OPNsense Forum
Archive => 20.7 Legacy Series => Topic started by: direx on September 08, 2020, 07:53:05 am
-
Hi,
I have a problem which was introduced after updating to 20.7:
After round about two days of uptime of my OPNsense box, IPv6 in my networks stops working. This has nothing to do with chaning prefix (mine chages every 180 days) but I figured out that radvd does not announnce the IPv6 prefix any more. This means all clients will lose IPv6 connectivity eventually.
Clicking the restart button for "radvd" in the web UI fixes this and clients re-gain their internet connectivity after this. The strange part is that radvd is always running (output before restart):
# ps aux|grep rad
root 42763 0.0 0.1 1061048 3196 - Ss Sun21 0:30.35 /usr/local/sbin/radvd -p /var/run/radvd.pid -C /var/etc/radvd.conf -m syslog
Between radvd restarts the radvd.conf and the output of "netstat -6an" does not change.
This really looks like a bug to me (radvd freezing) but I don't know how I can debug this. Any hints here on how to get to the root cause of the radvd issue?
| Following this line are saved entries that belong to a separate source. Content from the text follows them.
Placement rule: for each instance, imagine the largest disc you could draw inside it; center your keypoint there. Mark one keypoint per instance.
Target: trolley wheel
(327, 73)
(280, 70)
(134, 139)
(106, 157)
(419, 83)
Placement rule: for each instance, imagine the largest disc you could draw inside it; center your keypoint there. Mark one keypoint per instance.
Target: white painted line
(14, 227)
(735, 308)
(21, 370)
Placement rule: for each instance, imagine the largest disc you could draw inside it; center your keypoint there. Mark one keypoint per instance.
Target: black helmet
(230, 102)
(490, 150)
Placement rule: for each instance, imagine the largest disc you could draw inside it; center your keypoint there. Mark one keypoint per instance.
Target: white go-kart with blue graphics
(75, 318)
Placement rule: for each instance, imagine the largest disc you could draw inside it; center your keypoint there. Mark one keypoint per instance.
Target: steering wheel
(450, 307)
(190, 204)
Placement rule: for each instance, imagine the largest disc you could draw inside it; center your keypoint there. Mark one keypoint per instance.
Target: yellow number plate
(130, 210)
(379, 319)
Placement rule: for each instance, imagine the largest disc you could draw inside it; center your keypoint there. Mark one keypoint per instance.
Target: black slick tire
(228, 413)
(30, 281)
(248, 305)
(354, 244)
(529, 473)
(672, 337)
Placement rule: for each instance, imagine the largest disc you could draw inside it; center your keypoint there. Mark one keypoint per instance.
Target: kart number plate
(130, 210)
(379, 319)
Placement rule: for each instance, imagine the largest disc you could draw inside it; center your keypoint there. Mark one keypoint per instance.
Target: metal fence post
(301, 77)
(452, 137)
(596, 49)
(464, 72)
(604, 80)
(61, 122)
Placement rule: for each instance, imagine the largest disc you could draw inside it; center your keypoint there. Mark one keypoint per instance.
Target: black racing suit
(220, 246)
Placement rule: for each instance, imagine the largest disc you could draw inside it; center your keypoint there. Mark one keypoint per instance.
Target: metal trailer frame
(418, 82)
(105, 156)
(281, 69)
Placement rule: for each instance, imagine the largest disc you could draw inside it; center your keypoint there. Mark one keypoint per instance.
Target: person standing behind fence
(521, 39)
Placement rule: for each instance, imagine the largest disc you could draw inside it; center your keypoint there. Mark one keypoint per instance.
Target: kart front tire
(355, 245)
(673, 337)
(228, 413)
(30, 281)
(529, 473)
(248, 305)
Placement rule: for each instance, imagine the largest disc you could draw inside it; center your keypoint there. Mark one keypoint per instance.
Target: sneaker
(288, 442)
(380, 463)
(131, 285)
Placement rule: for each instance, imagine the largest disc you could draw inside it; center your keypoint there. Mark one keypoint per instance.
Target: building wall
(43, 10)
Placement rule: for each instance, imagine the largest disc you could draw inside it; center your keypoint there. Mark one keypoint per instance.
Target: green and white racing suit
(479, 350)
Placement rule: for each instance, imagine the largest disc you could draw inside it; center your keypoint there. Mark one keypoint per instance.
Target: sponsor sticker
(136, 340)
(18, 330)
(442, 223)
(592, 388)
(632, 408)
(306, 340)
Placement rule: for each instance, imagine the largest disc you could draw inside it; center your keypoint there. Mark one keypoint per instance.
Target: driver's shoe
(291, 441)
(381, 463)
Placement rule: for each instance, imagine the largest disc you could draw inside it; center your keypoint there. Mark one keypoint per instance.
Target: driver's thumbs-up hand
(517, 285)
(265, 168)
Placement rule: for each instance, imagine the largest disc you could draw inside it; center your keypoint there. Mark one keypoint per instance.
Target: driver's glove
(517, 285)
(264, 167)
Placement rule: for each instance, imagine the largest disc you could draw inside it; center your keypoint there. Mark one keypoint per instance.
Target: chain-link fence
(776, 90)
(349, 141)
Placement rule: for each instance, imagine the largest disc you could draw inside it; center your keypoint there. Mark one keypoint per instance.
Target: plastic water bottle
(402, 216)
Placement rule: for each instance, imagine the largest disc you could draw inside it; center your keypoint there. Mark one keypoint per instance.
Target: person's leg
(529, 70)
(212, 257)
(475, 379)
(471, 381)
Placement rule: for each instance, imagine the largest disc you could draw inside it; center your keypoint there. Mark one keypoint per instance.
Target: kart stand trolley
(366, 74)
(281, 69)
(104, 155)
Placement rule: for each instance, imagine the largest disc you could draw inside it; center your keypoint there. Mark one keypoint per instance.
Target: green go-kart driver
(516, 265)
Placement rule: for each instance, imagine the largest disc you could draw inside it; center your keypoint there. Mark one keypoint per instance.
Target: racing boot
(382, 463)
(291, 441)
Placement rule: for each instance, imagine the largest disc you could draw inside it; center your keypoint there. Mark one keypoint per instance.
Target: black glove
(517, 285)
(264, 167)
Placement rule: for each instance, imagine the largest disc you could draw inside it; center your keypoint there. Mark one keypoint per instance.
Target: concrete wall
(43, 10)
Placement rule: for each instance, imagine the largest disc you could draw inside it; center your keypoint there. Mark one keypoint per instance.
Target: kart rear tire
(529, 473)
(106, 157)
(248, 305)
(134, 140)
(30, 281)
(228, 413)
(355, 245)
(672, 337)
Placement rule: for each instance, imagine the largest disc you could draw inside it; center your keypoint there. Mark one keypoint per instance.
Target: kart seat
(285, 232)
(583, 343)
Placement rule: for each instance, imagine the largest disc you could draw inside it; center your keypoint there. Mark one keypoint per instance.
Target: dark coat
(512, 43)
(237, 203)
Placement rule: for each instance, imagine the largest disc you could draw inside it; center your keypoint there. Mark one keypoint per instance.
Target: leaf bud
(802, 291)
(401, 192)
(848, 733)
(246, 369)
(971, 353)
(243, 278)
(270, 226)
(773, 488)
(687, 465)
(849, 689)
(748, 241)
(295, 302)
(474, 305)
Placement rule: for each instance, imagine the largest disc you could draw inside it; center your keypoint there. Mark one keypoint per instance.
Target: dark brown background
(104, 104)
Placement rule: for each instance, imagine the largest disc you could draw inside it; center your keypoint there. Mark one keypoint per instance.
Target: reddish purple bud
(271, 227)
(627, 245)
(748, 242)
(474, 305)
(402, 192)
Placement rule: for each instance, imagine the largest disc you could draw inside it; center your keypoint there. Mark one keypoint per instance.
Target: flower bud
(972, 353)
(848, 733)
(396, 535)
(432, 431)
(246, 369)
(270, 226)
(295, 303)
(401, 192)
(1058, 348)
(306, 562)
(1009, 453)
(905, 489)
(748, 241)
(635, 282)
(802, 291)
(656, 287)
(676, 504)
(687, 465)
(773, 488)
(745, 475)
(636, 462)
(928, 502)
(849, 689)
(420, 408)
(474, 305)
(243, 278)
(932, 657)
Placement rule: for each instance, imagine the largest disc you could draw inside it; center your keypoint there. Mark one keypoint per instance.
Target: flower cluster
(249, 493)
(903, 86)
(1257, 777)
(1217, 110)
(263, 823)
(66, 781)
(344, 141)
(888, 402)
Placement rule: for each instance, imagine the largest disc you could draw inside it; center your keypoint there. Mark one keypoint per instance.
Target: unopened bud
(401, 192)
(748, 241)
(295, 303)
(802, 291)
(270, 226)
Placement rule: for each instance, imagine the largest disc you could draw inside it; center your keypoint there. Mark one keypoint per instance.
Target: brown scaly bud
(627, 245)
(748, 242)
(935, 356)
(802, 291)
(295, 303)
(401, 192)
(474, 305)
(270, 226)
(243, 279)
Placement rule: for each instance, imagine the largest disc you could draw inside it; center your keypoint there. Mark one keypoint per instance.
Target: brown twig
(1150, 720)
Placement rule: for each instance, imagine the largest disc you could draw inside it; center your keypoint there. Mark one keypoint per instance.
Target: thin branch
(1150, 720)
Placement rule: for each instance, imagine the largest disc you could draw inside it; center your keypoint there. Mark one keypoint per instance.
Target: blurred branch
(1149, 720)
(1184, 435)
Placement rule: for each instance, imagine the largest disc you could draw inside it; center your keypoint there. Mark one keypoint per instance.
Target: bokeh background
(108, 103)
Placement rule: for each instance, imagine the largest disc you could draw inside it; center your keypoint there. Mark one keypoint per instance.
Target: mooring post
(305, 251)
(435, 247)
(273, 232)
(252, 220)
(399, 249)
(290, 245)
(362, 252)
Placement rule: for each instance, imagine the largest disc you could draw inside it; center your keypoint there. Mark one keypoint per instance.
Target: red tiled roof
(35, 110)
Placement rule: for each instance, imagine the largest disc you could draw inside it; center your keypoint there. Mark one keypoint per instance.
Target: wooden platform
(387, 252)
It looks like the "strace" command is not available so I am a little helpless here.
Regards,
direx
-
Yesterday after a cold boot, I didn't notice I had no IPv6 until 90 minutes later and it required me to save/apply an unchanged WAN interface followed by a save/apply an unchanged LAN interface. Then routing started. It looked like I had IPv6 addresses on hosts, but no connectivity (ipv6 monitored by Nagios ping). There are a few more ipv6 threads that may be related (one solved by moving to 21.1 development version). In my experience testing, unrelated to the above problem (maybe), it looks like radvd is not responding to host solicitations directly. It advertises and I increased the frequency of that using manual settings.
https://forum.opnsense.org/index.php?topic=18868.0
https://forum.opnsense.org/index.php?topic=18549.0
https://forum.opnsense.org/index.php?topic=18591.0
Just an FYI. Oh, and I have not seen the problem you describe where radvd stops altogether. You might want to try manual router adv settings. Something definitely seems wrong as compared to 20.1.x series.
Cheers.
-
I've experienced this issue, too.
-
I can confirm, too. Two OPNsense systems are affected by this issue.
-
I registered on this forum just to say that I've been hit with this problem too.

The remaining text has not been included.